The occurrence of airborne transmission of SARS-CoV-2 has far-reaching implications, particularly for the ventilation of indoor spaces including public buildings and public transport, infection control in healthcare, and provision of personal protective equipment (PPE). Australia is in an enviable position, having effectively achieved elimination of COVID-19. However, the country will remain vulnerable until the vaccination programme is complete. We should not jeopardise our prosperity by risking future, preventable outbreaks, with the attendant health, social, and economic costs that invariably follow. Recently, a group of healthcare workers and scientists wrote an open letter to the Australian Health Protection Principal Committee (AHPPC) and other groups tasked with disease control, in addition to the Prime Minister, state and territory leaders, and Chief Health Officers of Australia, calling for national action on aerosol transmission.33 The letter is supported by over 350 national and international signatories, and makes several specific recommendations which are summarised in Box 1 (available in PDF). Unfortunately, the Department of Health replied that they understood there to be “little clinical or epidemiological evidence of regular airborne transmission of SARS-COV-2” based on advice received.

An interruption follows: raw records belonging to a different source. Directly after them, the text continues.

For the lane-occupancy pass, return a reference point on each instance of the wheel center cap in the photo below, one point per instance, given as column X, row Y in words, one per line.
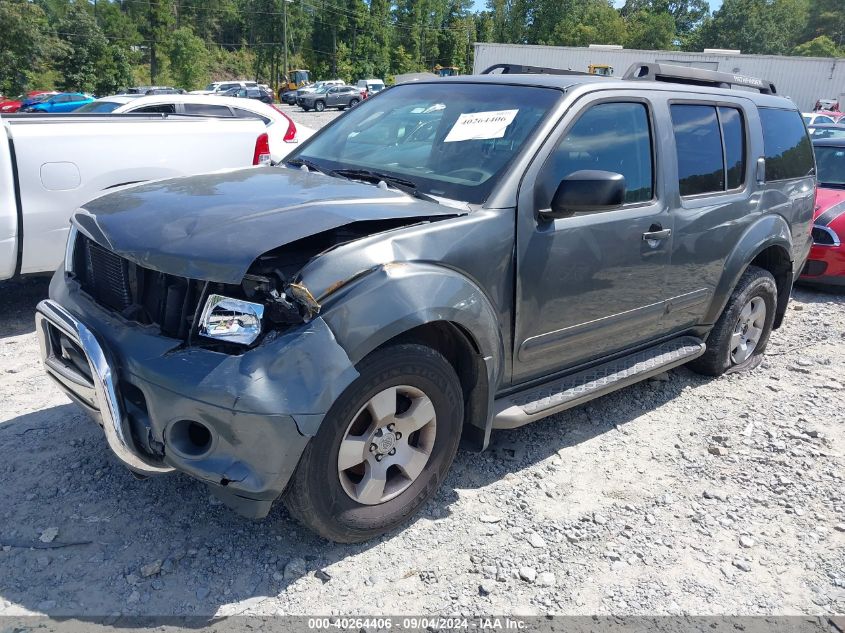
column 386, row 442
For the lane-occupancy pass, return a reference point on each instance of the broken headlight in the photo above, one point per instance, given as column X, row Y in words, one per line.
column 231, row 320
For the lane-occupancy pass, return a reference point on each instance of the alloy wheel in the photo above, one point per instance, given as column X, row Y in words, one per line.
column 387, row 445
column 748, row 330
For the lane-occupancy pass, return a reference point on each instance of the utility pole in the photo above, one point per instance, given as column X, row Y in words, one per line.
column 285, row 70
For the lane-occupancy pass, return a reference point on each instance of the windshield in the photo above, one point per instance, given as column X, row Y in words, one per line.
column 99, row 106
column 830, row 163
column 451, row 140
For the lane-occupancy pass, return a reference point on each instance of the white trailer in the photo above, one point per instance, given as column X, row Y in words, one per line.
column 803, row 79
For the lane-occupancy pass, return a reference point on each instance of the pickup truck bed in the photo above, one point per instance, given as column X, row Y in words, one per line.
column 51, row 164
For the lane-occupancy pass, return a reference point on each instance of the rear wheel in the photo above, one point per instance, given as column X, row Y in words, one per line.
column 739, row 338
column 384, row 447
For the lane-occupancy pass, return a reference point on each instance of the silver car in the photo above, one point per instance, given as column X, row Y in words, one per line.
column 340, row 97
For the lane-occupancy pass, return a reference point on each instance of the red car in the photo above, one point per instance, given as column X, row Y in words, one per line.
column 7, row 106
column 826, row 263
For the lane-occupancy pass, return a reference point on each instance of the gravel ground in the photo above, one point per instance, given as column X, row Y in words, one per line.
column 678, row 495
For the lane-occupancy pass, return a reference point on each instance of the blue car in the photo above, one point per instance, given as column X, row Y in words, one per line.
column 62, row 102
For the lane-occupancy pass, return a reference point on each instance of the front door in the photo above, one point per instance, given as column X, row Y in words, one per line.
column 591, row 284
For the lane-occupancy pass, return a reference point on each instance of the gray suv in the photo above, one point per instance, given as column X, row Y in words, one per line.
column 340, row 97
column 453, row 257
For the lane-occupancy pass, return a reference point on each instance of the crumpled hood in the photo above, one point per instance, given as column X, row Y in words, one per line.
column 214, row 226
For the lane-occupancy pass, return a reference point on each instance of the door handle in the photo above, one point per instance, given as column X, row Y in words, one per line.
column 656, row 232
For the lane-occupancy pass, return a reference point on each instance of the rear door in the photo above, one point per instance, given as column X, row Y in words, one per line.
column 712, row 177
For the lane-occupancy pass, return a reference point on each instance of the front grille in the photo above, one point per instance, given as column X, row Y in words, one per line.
column 138, row 294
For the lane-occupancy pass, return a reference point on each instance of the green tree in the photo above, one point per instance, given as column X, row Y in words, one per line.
column 772, row 27
column 82, row 47
column 822, row 46
column 650, row 31
column 23, row 44
column 113, row 69
column 826, row 17
column 688, row 15
column 188, row 59
column 591, row 22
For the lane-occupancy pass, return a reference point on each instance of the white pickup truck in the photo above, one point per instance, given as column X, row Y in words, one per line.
column 51, row 164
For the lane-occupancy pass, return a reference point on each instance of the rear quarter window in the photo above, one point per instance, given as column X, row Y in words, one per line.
column 789, row 153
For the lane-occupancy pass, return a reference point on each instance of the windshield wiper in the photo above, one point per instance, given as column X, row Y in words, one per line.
column 403, row 185
column 312, row 166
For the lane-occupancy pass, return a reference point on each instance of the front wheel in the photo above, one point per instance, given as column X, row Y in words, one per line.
column 739, row 338
column 383, row 448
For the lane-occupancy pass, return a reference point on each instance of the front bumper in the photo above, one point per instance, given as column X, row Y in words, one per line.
column 257, row 409
column 95, row 390
column 825, row 265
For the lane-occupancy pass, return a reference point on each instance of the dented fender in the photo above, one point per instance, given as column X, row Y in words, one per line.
column 381, row 303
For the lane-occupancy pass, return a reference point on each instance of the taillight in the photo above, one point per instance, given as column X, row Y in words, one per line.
column 290, row 133
column 261, row 156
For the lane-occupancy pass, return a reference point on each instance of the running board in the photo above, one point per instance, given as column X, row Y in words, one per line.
column 537, row 402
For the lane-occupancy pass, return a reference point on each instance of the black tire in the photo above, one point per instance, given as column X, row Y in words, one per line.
column 315, row 495
column 717, row 360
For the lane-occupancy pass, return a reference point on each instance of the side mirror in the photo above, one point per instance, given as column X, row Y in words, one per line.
column 587, row 191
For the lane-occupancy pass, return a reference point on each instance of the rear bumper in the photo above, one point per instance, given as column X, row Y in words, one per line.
column 255, row 412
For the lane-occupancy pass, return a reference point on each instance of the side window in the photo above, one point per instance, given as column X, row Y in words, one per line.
column 710, row 146
column 161, row 108
column 733, row 135
column 701, row 167
column 789, row 153
column 207, row 109
column 612, row 137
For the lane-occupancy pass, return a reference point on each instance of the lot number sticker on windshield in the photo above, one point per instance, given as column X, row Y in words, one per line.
column 478, row 126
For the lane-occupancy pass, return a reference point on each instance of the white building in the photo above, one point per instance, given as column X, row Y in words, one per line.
column 803, row 79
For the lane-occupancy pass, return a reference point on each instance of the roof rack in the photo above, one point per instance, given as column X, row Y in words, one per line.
column 519, row 69
column 651, row 71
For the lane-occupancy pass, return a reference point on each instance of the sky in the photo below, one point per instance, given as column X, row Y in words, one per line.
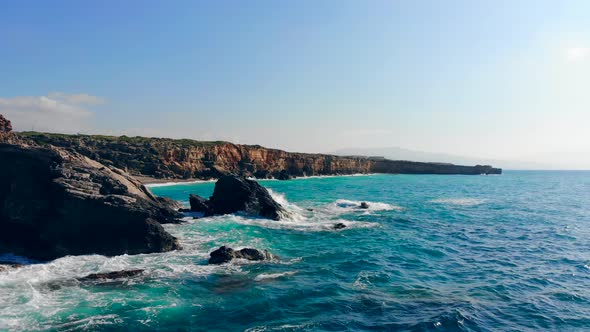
column 493, row 79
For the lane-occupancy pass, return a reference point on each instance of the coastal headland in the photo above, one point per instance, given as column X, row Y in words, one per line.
column 163, row 159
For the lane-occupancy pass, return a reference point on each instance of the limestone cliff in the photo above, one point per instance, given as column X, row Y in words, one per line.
column 184, row 159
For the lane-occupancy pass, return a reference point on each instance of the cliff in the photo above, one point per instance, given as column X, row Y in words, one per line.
column 185, row 159
column 55, row 202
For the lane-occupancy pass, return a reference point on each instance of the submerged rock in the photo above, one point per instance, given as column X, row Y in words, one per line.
column 339, row 226
column 55, row 202
column 198, row 204
column 237, row 194
column 111, row 275
column 225, row 254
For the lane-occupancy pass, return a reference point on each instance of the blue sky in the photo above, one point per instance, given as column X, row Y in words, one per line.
column 500, row 79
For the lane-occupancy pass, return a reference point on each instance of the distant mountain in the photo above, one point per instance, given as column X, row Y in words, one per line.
column 396, row 153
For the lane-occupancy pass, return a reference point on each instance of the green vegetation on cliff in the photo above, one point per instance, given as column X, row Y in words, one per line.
column 185, row 158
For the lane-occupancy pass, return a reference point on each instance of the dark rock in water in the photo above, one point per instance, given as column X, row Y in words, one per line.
column 233, row 194
column 283, row 175
column 225, row 254
column 111, row 275
column 339, row 226
column 55, row 202
column 199, row 204
column 5, row 125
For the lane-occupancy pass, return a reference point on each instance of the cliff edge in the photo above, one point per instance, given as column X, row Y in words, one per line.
column 163, row 158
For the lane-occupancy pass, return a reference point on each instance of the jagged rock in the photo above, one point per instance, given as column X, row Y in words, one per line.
column 198, row 204
column 339, row 226
column 55, row 202
column 283, row 175
column 233, row 194
column 181, row 159
column 5, row 125
column 225, row 254
column 111, row 275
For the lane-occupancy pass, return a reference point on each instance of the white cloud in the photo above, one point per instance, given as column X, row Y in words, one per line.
column 577, row 53
column 55, row 112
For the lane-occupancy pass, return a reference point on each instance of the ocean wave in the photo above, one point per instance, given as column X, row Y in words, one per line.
column 349, row 205
column 460, row 201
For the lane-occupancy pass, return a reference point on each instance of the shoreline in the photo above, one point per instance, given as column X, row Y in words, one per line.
column 154, row 182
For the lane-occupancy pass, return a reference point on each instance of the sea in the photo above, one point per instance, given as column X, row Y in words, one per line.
column 506, row 252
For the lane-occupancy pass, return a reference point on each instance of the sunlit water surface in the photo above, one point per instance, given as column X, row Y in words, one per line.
column 440, row 253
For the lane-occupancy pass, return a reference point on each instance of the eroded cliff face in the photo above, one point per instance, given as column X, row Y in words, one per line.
column 167, row 158
column 184, row 159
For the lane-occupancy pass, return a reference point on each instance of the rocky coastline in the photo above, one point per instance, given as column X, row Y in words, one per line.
column 183, row 159
column 74, row 194
column 55, row 202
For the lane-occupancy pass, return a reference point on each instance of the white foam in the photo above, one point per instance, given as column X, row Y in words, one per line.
column 459, row 201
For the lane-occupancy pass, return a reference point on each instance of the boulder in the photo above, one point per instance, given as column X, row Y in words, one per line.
column 225, row 254
column 198, row 204
column 233, row 194
column 55, row 202
column 111, row 275
column 339, row 226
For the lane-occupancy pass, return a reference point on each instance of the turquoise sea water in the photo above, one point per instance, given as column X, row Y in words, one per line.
column 434, row 253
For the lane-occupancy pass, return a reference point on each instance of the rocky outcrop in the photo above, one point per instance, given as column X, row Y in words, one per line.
column 55, row 202
column 413, row 167
column 237, row 194
column 199, row 204
column 184, row 159
column 5, row 125
column 225, row 255
column 111, row 275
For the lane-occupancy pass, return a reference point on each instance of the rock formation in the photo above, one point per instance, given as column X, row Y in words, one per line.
column 183, row 159
column 237, row 194
column 225, row 254
column 5, row 125
column 55, row 202
column 199, row 204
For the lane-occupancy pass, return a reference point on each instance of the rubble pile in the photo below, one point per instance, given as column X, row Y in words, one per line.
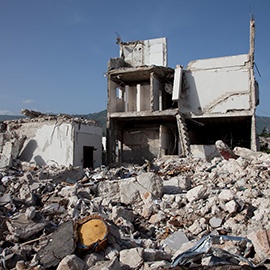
column 171, row 213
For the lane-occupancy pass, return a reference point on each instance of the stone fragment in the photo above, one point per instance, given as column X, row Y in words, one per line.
column 22, row 227
column 226, row 195
column 92, row 258
column 60, row 245
column 120, row 211
column 109, row 189
column 132, row 257
column 261, row 242
column 5, row 199
column 71, row 262
column 30, row 212
column 196, row 193
column 132, row 189
column 157, row 217
column 114, row 264
column 175, row 241
column 231, row 206
column 171, row 186
column 215, row 222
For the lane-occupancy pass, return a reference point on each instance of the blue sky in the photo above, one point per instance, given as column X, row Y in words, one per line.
column 54, row 53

Despite clear evidence of the airborne route, progress continues to be dogged by debate around the specifics of aerosol transmission. In a recent review, Tang and colleagues dismantle the myths preventing recognition of airborne transmission of SARS-CoV-2.34 They note there is no clear dichotomy between respiratory droplets and aerosols, and that particles produced by breathing, talking, coughing, and sneezing span a continuum of sizes from <1 μm to >100 μm. Respiratory droplets (defined by the World Health Organisation as being >5-10 μm in size2) do not always fall within 1-2 metres of their source, as is often claimed, and are affected by ambient airflow. While short-range transmission may be more common, this does not rule out the airborne route, because aerosols are more concentrated at their source. Finally, Tang et al. note the lower basic reproduction number (the number of secondary cases an infection is expected to give rise to; R0) of SARS-CoV-2 compared to measles is not evidence for droplet-only spread. R0 has no relation to the mechanism of transmission, and there are airborne pathogens with a lower R0 than SARS-CoV-2, such as tuberculosis.34 Interestingly, measles was once thought to be transmitted via large respiratory droplets, requiring close contact with an infected person.35 This view was revised following a number of “unusual” outbreaks in paediatric practice that could only be explained by airborne transmission.35,36

In summary, there is clear and compelling evidence for airborne transmission of SARS-CoV-2. The evidence is sufficiently strong to warrant the immediate strengthening of Australia’s infection prevention and control guidelines. We must apply the precautionary principle, and urgently improve biosecurity measures at ports, airports, and quarantine facilities in particular, lest outbreaks continue to spill over into the community. The emergence of more transmissible variants heightens this urgency. Healthcare workers must also be afforded the highest level of protection, commensurate with their high risk of exposure, and to comply with workplace health and safety laws, which require every reasonably practicable method to prevent worker harm to be adopted. Australia must learn from history, not repeat the mistakes of the past.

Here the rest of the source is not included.